Charles Hill (June 26, 1816 – April 28, 1889) was a Swedish industrialist of English origin.

==Life and career==
Hill was born in Tockholes, Lancashire, England. His father died when Charles was barely ten years old and the family moved to Bolton, where Charles was employed at a cotton mill. He acquired a solid technical knowledge of the industry, and at the age of 20 he had become an overlooker.

In 1843 Hill left England with his family, for employment at a cotton mill at Rydboholm, Älvsborg County, Sweden. The factory was the first mechanical cotton mill in Sweden and the company faced a shortage of competent workers. Hill was recruited following a recommendation from a compatriot who already worked at the factory. At Rydboholm, Hill was soon given responsibility for the factory's entire production.

In 1852 Hill was invited to participate in the foundation of a completely new cotton mill in Norrköping, Östergötland County. His technical know-how and contacts were a prerequisite for making the necessary purchases of machinery in England and being able to start the production. He left his employment at Rydboholm to become factory manager in Norrköping. The cotton mill in Norrköping was to be run as a limited company and the shareholders were required to be Swedish citizens. Hill therefore applied for and was granted Swedish citizenship in 1852. The production in Norrköping began in 1853 and five years later it had overtaken that of Rydboholm, which until then had been Sweden's leading cotton mill.

In 1857 Hill also became a partner in Wiskaholm Cotton Mill in Borås, Älvsborg County. However, the American Civil War led to a reduced supply of cotton, which caused the company to go bankrupt in 1863.

In 1862 Charles Hill founded his own cotton mill in the town of Alingsås, Älvsborg County. The company gradually expanded and became the largest employer in Alingsås.
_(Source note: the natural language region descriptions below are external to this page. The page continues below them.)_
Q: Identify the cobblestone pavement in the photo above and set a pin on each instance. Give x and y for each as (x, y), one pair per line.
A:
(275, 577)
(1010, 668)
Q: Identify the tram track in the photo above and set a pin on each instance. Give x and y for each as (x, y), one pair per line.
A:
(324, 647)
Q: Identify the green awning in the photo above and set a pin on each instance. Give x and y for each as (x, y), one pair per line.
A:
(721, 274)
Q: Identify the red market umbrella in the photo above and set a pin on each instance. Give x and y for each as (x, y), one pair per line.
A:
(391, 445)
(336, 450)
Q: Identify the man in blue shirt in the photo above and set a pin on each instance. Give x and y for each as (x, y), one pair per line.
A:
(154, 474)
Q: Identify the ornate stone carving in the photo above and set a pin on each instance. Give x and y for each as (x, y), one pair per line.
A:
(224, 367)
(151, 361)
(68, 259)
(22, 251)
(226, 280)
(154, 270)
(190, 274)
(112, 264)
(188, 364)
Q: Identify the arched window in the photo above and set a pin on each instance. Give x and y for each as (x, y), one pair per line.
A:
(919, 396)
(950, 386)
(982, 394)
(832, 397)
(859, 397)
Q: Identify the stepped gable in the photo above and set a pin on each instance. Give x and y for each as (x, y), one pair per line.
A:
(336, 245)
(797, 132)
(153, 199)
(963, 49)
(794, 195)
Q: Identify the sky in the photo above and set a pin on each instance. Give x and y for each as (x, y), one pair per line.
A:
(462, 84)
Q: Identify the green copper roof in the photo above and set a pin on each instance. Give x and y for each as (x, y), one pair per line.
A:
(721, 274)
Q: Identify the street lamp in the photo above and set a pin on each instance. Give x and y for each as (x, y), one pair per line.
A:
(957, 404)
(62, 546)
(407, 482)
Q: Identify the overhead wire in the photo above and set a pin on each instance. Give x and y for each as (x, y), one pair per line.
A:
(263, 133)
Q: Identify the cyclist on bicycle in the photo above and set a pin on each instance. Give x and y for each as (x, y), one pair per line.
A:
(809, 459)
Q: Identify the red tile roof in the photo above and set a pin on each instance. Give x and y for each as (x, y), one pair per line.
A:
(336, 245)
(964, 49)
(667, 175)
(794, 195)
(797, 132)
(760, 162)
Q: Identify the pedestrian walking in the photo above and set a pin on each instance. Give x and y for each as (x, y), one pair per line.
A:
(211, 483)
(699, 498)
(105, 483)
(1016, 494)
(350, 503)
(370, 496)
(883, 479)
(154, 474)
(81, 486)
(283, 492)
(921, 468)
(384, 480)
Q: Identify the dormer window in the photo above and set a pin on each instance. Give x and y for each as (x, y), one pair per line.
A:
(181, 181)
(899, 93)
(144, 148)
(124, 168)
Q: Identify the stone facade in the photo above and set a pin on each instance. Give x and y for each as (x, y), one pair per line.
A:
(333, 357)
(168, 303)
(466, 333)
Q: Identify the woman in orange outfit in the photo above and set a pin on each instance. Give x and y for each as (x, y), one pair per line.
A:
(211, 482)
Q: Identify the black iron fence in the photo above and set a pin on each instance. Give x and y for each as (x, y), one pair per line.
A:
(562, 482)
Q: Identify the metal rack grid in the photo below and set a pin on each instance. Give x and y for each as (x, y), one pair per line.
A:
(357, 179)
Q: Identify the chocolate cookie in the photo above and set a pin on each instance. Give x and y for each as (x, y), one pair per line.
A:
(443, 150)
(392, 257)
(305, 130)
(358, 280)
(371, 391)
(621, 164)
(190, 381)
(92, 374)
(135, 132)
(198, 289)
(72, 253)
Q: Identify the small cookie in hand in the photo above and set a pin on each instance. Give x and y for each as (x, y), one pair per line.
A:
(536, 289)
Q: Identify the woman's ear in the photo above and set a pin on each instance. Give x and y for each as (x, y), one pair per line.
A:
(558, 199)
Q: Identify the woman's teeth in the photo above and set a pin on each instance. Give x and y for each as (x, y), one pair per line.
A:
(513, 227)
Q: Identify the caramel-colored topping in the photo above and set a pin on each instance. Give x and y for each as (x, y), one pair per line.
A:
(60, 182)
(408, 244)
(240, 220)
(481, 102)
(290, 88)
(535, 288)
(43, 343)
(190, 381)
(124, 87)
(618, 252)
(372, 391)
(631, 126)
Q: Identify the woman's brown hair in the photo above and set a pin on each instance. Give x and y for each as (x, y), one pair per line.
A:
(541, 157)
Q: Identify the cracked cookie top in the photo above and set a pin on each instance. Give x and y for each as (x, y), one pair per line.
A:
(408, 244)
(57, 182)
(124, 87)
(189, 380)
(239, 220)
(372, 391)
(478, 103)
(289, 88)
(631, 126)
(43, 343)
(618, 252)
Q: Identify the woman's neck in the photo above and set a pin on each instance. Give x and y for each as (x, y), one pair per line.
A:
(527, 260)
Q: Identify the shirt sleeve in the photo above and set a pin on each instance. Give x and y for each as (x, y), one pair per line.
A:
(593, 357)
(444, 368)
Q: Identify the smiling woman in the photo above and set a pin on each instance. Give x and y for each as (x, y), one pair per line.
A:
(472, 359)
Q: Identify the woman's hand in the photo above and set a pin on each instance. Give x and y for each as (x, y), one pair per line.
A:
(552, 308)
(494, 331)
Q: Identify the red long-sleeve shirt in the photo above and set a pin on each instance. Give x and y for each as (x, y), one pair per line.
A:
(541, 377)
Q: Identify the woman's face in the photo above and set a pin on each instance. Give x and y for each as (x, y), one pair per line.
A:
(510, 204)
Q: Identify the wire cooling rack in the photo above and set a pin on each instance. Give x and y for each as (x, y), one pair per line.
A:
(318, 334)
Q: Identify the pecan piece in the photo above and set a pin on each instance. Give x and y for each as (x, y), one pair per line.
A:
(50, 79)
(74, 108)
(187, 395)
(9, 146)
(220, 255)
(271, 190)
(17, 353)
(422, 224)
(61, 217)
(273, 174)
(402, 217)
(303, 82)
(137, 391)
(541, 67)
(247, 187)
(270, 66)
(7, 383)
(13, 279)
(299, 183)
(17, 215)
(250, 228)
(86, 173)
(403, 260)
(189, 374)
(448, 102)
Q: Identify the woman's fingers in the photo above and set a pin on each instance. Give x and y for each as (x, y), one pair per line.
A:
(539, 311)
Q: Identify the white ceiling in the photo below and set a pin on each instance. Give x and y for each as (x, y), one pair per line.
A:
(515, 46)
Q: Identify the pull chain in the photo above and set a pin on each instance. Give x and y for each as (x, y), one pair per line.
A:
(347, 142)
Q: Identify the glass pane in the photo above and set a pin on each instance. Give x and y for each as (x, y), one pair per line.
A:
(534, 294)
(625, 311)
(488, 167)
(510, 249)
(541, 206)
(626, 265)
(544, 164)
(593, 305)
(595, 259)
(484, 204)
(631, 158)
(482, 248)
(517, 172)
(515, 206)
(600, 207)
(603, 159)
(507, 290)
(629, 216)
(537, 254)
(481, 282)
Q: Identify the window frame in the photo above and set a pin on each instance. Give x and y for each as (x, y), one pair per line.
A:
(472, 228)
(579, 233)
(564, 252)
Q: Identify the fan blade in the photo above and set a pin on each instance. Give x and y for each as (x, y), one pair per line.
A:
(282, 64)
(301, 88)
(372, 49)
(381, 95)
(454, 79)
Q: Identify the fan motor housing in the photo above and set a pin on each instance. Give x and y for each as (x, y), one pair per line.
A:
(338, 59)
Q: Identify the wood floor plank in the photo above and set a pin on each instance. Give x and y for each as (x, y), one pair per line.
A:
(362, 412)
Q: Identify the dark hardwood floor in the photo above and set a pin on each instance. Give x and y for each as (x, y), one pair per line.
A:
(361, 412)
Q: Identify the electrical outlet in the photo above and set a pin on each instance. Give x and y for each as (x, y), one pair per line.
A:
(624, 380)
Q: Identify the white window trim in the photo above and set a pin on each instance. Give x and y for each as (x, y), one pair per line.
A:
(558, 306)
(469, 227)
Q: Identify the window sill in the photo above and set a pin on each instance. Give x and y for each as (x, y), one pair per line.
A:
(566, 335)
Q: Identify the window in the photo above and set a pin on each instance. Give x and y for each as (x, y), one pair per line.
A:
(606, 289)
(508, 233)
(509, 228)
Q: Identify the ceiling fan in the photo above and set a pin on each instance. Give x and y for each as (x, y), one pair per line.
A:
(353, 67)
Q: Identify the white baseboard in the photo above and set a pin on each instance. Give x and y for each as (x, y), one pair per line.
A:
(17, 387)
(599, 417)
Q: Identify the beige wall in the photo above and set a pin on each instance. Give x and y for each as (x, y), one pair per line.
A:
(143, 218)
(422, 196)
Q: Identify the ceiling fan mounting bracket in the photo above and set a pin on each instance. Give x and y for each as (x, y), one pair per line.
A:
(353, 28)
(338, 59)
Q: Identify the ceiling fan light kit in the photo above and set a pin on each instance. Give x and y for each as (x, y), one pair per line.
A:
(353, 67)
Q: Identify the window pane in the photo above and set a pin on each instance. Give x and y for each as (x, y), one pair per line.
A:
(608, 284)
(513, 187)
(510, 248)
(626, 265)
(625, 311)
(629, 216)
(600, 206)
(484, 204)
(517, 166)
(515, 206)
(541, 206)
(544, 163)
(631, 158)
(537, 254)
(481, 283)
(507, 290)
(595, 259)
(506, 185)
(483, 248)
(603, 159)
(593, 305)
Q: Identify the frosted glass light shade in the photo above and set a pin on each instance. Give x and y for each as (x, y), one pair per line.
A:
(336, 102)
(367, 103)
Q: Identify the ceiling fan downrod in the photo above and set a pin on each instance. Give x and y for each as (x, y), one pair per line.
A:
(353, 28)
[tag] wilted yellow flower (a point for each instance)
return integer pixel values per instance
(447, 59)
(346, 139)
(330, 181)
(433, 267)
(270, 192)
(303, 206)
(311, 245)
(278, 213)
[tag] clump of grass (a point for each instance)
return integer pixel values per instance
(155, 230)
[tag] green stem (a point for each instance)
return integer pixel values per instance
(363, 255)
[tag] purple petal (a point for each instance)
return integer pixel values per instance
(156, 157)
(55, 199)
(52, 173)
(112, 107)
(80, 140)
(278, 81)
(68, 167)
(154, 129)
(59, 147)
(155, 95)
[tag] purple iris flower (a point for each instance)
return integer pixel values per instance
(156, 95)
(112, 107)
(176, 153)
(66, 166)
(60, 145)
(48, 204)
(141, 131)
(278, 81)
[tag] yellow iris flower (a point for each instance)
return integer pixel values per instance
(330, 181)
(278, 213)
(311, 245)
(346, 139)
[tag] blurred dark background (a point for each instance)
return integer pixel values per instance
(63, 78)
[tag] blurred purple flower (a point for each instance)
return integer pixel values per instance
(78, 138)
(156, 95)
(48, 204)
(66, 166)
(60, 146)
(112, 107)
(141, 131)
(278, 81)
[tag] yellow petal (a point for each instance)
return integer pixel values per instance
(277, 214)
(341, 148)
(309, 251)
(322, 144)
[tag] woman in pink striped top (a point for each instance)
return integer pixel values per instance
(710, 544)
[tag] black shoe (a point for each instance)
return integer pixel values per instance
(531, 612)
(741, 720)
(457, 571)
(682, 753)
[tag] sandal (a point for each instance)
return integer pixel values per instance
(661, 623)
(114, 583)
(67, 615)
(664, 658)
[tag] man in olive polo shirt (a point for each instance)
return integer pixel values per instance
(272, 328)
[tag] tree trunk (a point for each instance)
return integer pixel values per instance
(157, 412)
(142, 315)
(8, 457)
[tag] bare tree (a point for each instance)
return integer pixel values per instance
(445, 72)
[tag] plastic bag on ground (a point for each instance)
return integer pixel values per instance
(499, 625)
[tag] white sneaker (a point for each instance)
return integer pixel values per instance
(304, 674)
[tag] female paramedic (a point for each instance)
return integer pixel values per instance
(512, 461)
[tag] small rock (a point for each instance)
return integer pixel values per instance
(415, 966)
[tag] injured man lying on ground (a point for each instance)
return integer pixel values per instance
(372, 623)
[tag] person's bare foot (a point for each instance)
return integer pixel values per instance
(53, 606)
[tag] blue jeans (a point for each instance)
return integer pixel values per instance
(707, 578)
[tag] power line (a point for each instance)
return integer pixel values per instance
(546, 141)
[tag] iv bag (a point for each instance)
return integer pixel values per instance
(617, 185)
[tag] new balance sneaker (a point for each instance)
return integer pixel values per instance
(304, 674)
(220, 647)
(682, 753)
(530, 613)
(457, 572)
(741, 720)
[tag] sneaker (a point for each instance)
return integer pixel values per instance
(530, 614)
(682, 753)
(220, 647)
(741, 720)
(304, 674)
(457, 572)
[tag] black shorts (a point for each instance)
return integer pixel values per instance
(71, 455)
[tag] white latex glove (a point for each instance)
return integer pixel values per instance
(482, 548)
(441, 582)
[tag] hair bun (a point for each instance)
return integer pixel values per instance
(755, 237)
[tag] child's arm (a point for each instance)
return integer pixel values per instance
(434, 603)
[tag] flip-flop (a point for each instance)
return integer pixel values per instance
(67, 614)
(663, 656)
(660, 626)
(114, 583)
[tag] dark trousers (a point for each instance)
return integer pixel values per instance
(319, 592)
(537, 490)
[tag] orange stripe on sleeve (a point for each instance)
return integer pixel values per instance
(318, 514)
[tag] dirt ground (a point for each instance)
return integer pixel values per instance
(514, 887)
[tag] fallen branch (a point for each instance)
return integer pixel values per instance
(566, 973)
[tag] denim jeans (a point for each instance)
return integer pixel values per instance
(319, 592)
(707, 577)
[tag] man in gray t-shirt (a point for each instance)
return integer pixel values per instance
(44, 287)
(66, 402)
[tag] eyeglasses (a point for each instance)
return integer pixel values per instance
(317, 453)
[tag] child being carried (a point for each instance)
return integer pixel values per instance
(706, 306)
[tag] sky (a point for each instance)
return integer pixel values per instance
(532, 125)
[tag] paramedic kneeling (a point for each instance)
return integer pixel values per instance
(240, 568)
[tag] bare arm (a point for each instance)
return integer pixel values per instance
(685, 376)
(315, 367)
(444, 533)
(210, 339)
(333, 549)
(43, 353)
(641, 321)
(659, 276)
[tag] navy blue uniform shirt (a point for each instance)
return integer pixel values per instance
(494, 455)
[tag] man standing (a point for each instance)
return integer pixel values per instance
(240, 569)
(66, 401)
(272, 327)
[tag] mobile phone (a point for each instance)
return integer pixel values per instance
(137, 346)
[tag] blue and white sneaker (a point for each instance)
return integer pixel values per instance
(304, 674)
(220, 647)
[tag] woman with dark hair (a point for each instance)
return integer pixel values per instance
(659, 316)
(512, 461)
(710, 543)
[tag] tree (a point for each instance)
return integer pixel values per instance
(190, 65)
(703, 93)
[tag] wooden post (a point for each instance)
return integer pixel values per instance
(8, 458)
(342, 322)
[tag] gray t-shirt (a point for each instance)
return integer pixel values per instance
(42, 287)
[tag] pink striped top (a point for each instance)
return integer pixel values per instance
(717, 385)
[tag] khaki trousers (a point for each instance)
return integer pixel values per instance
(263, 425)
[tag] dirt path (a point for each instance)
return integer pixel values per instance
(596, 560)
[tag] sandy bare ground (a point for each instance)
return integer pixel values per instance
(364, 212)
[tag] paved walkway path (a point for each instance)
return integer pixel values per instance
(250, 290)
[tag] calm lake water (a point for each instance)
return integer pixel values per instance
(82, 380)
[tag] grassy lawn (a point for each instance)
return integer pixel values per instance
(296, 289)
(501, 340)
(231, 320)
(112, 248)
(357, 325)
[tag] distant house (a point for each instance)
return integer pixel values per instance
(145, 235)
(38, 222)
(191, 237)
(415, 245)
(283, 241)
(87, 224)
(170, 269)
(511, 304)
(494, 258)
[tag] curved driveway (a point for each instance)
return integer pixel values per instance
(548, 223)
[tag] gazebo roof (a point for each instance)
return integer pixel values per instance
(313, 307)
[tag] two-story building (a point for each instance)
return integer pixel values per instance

In 1880 Hill acquired Rosenlund Cotton Mill in Gothenburg but sold the factory to his son Edmund Hill in 1882.

During his time in Alingsås, Charles Hill took the initiative to build a municipal gasworks and install street lights. He also took the initiative to build the first hotel in the town. Hill had several municipal assignments, including as a member of the executive committee of the town.

Charles Hill died in Gothenburg in 1889.